答はかんたんではないけれど、ドイツの哲学者マルクス・ガブリエルさんの指摘に、なるほどと思った点があります。キリスト教原理主義は、世界は神がつくったという創造論をそのままそっくり真実とするけれど、ガブリエルさんはこういう「いわゆる創造論」は19世紀アメリカではじまった流れだといいます(『なぜ世界は存在しないのか』(講談社選書メチエ)。
・・・創造論は、ドイツでは何の役割も演じていません。ドイツ語圏の神学者には創造論の信奉者などほとんどいないからです・・・
そうか。創造論、原理主義はアメリカの専売特許みたいなもんだったんだ。
聖書を「うのみ」にする原理主義者と、そうではなく「解釈」し、「学ぶ」対象と考えるそれ以外の人びと。ぼくは原理主義と一般のキリスト教のあいだにはそんなちがいがあるんじゃないかと考えるようになりました。
ディープ・ステートを信じる、トランプを支持し、議会に乱入し、コロナなんてウソだという人びと。白か黒か。敵か味方か。神か悪魔か。彼らはすっきりした説明でないと受けいれず、人間の、社会の複雑さに耐えられない人たちなんじゃないだろうか。

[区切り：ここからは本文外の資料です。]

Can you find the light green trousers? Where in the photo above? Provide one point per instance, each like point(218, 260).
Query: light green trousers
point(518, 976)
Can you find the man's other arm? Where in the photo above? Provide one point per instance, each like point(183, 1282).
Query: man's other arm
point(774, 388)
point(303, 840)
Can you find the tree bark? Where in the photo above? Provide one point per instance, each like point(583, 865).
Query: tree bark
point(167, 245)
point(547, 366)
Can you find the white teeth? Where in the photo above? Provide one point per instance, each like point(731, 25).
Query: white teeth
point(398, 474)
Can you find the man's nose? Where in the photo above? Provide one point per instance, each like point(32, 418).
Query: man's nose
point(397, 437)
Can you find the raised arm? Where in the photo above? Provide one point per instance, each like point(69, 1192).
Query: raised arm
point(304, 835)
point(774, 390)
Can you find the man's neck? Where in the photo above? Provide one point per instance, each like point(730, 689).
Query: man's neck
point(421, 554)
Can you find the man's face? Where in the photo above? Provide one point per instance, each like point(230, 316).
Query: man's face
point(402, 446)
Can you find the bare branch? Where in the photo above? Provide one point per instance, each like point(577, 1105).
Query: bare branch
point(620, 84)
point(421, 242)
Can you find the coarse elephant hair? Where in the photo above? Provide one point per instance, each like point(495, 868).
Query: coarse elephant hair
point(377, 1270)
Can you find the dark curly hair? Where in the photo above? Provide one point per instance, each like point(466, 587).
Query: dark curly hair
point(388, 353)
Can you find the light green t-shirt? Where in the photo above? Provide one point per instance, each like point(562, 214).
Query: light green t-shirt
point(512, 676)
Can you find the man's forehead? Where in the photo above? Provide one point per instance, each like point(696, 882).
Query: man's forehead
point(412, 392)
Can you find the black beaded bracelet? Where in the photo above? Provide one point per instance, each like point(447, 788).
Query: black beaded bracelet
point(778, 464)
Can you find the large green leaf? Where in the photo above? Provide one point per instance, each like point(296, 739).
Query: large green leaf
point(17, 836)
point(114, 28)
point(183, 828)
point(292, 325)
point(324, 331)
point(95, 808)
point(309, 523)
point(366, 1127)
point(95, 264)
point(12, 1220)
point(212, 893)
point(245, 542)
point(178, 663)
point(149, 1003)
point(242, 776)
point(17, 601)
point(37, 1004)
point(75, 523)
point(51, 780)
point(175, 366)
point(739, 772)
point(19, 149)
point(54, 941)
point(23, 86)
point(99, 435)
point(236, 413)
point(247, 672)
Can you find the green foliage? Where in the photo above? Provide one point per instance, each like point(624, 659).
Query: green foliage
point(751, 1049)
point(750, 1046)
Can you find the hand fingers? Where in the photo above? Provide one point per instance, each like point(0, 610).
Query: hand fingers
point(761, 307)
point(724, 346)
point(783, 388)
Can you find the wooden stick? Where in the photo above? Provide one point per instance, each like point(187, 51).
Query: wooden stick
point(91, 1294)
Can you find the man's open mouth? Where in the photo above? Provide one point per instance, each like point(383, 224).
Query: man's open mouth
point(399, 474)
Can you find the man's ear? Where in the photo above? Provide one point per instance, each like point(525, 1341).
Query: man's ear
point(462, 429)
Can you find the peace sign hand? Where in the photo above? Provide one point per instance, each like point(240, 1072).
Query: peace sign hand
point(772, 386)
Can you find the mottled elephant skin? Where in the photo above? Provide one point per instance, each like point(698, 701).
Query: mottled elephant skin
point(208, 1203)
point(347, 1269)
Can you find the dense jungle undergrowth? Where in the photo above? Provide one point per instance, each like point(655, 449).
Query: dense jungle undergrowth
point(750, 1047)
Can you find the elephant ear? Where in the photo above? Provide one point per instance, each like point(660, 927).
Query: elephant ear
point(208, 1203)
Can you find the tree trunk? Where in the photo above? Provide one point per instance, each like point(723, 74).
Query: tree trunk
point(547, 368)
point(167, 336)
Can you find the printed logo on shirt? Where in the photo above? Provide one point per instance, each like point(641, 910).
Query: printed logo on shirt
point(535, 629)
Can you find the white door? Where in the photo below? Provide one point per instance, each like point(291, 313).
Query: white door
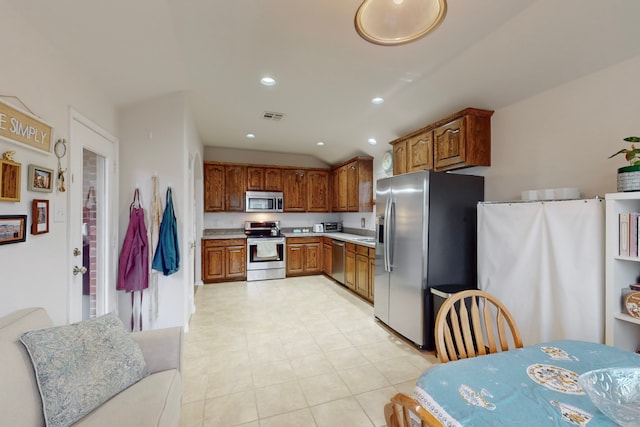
point(93, 219)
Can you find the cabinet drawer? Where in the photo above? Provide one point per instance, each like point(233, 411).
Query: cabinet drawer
point(362, 250)
point(212, 243)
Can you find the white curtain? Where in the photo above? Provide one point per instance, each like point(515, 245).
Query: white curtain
point(545, 262)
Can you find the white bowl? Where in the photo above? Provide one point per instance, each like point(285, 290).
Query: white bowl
point(615, 392)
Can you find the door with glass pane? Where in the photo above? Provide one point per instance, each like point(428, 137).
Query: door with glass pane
point(93, 219)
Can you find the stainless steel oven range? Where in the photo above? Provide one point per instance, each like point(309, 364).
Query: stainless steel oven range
point(265, 250)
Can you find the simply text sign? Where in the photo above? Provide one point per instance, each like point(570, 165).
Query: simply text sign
point(17, 126)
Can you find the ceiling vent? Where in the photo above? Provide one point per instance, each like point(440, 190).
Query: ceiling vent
point(273, 116)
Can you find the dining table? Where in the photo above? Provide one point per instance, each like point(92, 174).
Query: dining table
point(532, 386)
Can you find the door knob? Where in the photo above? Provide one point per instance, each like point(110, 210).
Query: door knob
point(80, 270)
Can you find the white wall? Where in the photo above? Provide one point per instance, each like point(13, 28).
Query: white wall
point(563, 137)
point(35, 273)
point(156, 138)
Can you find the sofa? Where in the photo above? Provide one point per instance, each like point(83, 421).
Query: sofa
point(154, 400)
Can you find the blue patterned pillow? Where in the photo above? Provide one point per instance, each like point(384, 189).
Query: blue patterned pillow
point(80, 366)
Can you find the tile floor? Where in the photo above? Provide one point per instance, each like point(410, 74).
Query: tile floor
point(294, 352)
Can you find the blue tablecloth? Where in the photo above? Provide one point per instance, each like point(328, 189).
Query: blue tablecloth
point(532, 386)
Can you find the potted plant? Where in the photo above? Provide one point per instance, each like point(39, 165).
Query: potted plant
point(629, 176)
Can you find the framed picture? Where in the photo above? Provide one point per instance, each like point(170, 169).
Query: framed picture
point(40, 216)
point(12, 228)
point(40, 179)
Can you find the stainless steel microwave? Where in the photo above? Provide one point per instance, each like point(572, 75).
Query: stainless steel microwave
point(263, 201)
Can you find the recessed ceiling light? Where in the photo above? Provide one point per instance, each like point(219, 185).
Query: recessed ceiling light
point(267, 81)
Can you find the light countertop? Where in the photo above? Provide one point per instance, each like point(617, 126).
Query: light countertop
point(365, 240)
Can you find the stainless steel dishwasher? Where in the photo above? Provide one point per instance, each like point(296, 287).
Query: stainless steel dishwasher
point(337, 260)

それに対し、追悼式典を開催してコロナの犠牲者40万人に思いをはせ、「傷をいやすために、記憶する」と述べたバイデンさんのように、ものごとをもう少し複雑に捉えようとする人びと。
原理主義的なものとそうでないものの差異は、ものごとを単純に捉えたいという欲求と、めんどくさいけどごちゃごちゃした人間同士のかかわりのなかに入りこんでいこうとする志向のちがいではないだろうか。それは力を信じる人びとと、力ではないものでつながろうとする人びとのちがいでもあると思います。

原理主義的な思考に陥らないために、キリスト教も多様だということを思い起こしましょう。
タイトルの上に出した写真、丘の上の十字架は、アフリカのケニア北部、トルカナ地方で1981年に撮影したものです。
当時ぼくはナイロビから小型飛行機をチャーターし、砂利だらけの原野に着陸してカトリック団体の「お助け小屋」にたどりつきました。そこを拠点に1週間、干ばつと飢饉の取材をしています。
たくさんの犠牲者を見ました。その数は何千人か、何万人か、統計なんてありません。カトリック団体CRSの活動がなければ、飢饉の犠牲者はもっとずっと多かったでしょう。彼らのように地道な活動をいまもなおつづけている人びとにぼくは敬意を抱きます。